Handling the Undead est une œuvre cinématographique unique dans le genre des films de zombies, se distinguant par son approche introspective et émotionnelle plutôt que par la terreur pure. Adapté du roman de John Ajvide Lindqvist, le film se concentre sur l’impact émotionnel et psychologique de la résurrection des morts sur les vivants, offrant une réflexion profonde sur le deuil et la perte.

Par une chaude journée d’été à Oslo, les morts se réveillent mystérieusement et trois familles sont plongées dans le chaos lorsque leurs proches décédés reviennent vers elles. Une famille est confrontée au réveil de la mère avant même d’avoir pleuré sa mort suite à un accident de voiture ; une femme âgée récupère l’amour de sa vie le jour même où elle l’a enterré ; un grand-père sauve son petit-enfant de la tombe dans une tentative désespérée de sortir sa fille de sa dépression.

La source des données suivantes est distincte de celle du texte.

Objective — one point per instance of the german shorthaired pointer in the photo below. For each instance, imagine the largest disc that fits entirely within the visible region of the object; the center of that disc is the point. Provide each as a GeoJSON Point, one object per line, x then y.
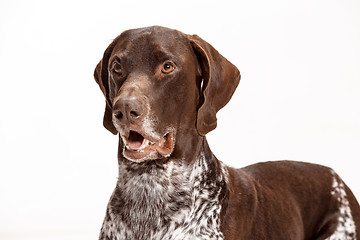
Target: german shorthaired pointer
{"type": "Point", "coordinates": [163, 89]}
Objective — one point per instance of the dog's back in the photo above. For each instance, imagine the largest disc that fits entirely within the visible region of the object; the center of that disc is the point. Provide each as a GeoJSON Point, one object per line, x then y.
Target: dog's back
{"type": "Point", "coordinates": [311, 198]}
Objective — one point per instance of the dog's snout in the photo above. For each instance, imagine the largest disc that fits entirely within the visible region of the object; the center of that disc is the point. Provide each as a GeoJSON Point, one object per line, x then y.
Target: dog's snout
{"type": "Point", "coordinates": [129, 109]}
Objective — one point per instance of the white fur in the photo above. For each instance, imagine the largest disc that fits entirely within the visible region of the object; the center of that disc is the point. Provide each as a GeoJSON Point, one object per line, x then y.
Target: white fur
{"type": "Point", "coordinates": [200, 220]}
{"type": "Point", "coordinates": [346, 229]}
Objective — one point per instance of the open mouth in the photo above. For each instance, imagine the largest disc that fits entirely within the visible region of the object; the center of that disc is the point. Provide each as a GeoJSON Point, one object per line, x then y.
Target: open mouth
{"type": "Point", "coordinates": [138, 148]}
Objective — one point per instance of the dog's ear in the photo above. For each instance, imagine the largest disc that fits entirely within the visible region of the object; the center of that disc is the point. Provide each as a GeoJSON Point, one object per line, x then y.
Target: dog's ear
{"type": "Point", "coordinates": [102, 78]}
{"type": "Point", "coordinates": [220, 79]}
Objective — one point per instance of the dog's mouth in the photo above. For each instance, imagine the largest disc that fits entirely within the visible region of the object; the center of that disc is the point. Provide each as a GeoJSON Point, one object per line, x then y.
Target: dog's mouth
{"type": "Point", "coordinates": [138, 148]}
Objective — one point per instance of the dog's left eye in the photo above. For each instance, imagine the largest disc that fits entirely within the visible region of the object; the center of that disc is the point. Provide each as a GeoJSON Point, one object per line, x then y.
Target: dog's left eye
{"type": "Point", "coordinates": [167, 68]}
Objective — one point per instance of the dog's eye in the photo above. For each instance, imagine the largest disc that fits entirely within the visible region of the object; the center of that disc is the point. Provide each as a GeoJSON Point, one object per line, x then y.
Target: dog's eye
{"type": "Point", "coordinates": [167, 68]}
{"type": "Point", "coordinates": [117, 68]}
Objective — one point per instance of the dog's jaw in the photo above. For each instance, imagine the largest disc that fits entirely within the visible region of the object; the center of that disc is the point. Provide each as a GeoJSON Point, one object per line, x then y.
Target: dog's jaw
{"type": "Point", "coordinates": [143, 143]}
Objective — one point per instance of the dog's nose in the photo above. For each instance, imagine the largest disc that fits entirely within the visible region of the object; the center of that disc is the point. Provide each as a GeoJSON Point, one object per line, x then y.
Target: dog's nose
{"type": "Point", "coordinates": [128, 109]}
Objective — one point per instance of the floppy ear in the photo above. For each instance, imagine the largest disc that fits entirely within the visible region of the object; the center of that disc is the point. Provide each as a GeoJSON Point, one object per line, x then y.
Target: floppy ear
{"type": "Point", "coordinates": [220, 79]}
{"type": "Point", "coordinates": [102, 78]}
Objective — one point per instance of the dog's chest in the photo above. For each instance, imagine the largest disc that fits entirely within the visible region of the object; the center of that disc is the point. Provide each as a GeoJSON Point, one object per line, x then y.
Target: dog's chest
{"type": "Point", "coordinates": [172, 204]}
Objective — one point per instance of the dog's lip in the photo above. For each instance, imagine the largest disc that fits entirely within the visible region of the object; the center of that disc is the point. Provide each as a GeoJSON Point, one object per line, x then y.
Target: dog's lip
{"type": "Point", "coordinates": [139, 147]}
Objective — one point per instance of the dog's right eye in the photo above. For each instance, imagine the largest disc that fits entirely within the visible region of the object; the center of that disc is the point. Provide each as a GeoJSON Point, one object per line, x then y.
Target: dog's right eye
{"type": "Point", "coordinates": [117, 68]}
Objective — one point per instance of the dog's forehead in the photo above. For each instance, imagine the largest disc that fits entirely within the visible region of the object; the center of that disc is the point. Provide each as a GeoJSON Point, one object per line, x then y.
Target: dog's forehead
{"type": "Point", "coordinates": [155, 41]}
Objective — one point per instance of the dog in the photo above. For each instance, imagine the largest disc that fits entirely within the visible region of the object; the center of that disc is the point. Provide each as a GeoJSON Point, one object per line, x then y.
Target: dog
{"type": "Point", "coordinates": [163, 89]}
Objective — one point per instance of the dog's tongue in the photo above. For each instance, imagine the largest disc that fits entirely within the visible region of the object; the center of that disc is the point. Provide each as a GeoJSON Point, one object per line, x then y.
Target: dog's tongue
{"type": "Point", "coordinates": [166, 145]}
{"type": "Point", "coordinates": [135, 140]}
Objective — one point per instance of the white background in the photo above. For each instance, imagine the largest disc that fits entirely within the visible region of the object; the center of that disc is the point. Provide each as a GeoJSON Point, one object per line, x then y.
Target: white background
{"type": "Point", "coordinates": [298, 98]}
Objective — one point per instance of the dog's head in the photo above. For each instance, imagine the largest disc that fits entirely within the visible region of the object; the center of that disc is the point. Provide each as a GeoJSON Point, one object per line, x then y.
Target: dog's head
{"type": "Point", "coordinates": [162, 87]}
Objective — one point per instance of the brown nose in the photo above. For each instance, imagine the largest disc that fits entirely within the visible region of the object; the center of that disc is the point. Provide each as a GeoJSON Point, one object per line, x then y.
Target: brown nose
{"type": "Point", "coordinates": [128, 109]}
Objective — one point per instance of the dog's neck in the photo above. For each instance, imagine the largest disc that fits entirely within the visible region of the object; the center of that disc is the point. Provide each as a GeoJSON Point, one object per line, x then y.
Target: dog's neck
{"type": "Point", "coordinates": [177, 198]}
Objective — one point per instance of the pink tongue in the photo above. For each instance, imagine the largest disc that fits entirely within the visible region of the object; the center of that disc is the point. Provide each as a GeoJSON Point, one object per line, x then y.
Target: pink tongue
{"type": "Point", "coordinates": [135, 140]}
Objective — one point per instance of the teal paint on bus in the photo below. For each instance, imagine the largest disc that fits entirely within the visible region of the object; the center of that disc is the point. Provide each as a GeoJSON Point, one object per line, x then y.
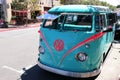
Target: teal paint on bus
{"type": "Point", "coordinates": [60, 43]}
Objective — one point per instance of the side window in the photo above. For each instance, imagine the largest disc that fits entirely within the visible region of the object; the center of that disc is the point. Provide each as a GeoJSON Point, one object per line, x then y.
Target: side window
{"type": "Point", "coordinates": [111, 19]}
{"type": "Point", "coordinates": [100, 22]}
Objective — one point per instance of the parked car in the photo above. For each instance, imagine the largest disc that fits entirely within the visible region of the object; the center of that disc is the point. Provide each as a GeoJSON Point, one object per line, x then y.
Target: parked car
{"type": "Point", "coordinates": [117, 31]}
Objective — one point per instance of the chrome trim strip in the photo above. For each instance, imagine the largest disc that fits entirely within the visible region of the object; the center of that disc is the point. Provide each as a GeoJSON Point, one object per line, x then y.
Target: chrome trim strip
{"type": "Point", "coordinates": [68, 73]}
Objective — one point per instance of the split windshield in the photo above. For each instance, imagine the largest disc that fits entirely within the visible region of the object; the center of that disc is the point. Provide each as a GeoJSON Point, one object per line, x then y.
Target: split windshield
{"type": "Point", "coordinates": [70, 21]}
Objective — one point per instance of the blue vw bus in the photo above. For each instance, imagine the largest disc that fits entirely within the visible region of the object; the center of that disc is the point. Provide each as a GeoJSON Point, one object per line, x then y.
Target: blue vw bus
{"type": "Point", "coordinates": [75, 39]}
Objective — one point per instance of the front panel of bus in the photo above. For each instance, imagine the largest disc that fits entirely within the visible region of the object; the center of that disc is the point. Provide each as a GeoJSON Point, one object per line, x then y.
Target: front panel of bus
{"type": "Point", "coordinates": [73, 42]}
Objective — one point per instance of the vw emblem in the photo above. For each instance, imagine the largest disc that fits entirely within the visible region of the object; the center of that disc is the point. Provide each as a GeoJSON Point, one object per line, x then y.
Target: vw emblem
{"type": "Point", "coordinates": [58, 44]}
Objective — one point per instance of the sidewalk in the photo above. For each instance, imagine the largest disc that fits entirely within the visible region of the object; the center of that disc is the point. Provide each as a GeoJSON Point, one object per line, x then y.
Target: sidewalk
{"type": "Point", "coordinates": [15, 27]}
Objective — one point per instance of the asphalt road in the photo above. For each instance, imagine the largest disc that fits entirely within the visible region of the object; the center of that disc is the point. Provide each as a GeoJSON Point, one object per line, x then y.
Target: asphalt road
{"type": "Point", "coordinates": [18, 58]}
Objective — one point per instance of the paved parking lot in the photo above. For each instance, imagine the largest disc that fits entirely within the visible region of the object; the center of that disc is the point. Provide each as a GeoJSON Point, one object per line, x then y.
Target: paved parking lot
{"type": "Point", "coordinates": [18, 58]}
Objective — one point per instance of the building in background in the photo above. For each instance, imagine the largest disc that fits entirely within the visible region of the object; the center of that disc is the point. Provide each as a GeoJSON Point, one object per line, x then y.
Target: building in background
{"type": "Point", "coordinates": [44, 6]}
{"type": "Point", "coordinates": [5, 10]}
{"type": "Point", "coordinates": [47, 4]}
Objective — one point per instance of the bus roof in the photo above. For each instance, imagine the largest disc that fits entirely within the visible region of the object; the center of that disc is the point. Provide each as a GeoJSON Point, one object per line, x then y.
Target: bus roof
{"type": "Point", "coordinates": [78, 9]}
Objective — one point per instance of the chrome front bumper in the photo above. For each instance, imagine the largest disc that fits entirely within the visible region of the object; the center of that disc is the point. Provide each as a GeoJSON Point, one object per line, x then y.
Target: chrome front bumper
{"type": "Point", "coordinates": [68, 73]}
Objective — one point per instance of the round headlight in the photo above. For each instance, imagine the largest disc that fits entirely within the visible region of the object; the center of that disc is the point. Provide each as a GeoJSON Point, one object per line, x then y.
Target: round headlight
{"type": "Point", "coordinates": [81, 57]}
{"type": "Point", "coordinates": [41, 50]}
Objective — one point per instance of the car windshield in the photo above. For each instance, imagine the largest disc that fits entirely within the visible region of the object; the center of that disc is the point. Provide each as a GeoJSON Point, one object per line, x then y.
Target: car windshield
{"type": "Point", "coordinates": [70, 21]}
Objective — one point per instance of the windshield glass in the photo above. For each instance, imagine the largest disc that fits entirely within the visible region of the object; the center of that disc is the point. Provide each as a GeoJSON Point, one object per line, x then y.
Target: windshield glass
{"type": "Point", "coordinates": [70, 21]}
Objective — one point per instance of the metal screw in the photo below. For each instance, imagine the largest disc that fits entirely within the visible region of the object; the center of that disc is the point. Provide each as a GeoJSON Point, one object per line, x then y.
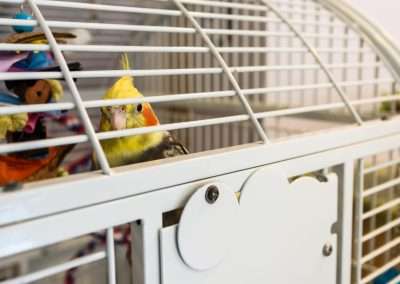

Contrairement aux films de zombies traditionnels, Handling the Undead ne s’attarde pas sur les scènes de carnage ou les batailles sanglantes. Au lieu de cela, il choisit de plonger dans les émotions complexes des personnages principaux. L’un des aspects les plus impressionnants du film est la manière dont il traite le thème du deuil. Chaque famille traverse des étapes différentes de ce processus, et le film excelle à dépeindre leurs réactions variées, allant de la confusion et du déni à l’acceptation difficile de cette nouvelle réalité. La résurrection des morts n’est pas ici une source d’effroi viscéral, mais une occasion de revisiter des douleurs non résolues et des émotions refoulées.

Le film pose également des questions philosophiques et éthiques intrigantes. Comment réagir face à un être cher qui revient de l’au-delà, mais qui n’est plus tout à fait le même, par exemple ? Ces interrogations se font un peu au détriment du plaisir. Handling the Undead peut dérouter les amateurs de films de zombies traditionnels. Ceux qui recherchent de l’action intense et du gore seront probablement déçus par l’approche lente et méditative du film. La narration se concentre davantage sur le développement des personnages et les interactions émotionnelles, plutôt que sur le spectacle.

Visuellement, Handling the Undead adopte une esthétique sobre et naturaliste. La réalisation de Thea Hvistendahl est empreinte de mélancolie, avec une utilisation habile de la lumière et des couleurs pour renforcer l’atmosphère de deuil et de nostalgie. Les scènes se déroulent souvent dans des environnements quotidiens et familiers, ce qui amplifie l’étrangeté de la situation sans recourir à des artifices horrifiques traditionnels. Autant de compliments peuvent être faits pour la trame sonore aux connotations religieuses.

Handling the Undead est une exploration émotive et réfléchie du deuil et de la résurrection. Il s’agit d’un film de zombies qui transcende les conventions du genre pour offrir une expérience cinématographique profondément humaine et introspective. Pour ceux qui apprécient les récits centrés sur les personnages et les émotions, c’est une œuvre à ne pas manquer. Pour les autres, il suffit de regarder le film Maggie de 2015 qui reprend le même concept, mais avec plus de rythme et plus d’action.

[Critique] Handling the Undead (2024)
3.5

Résumé

Un exercice cérébral pour un monstre sans cervelle.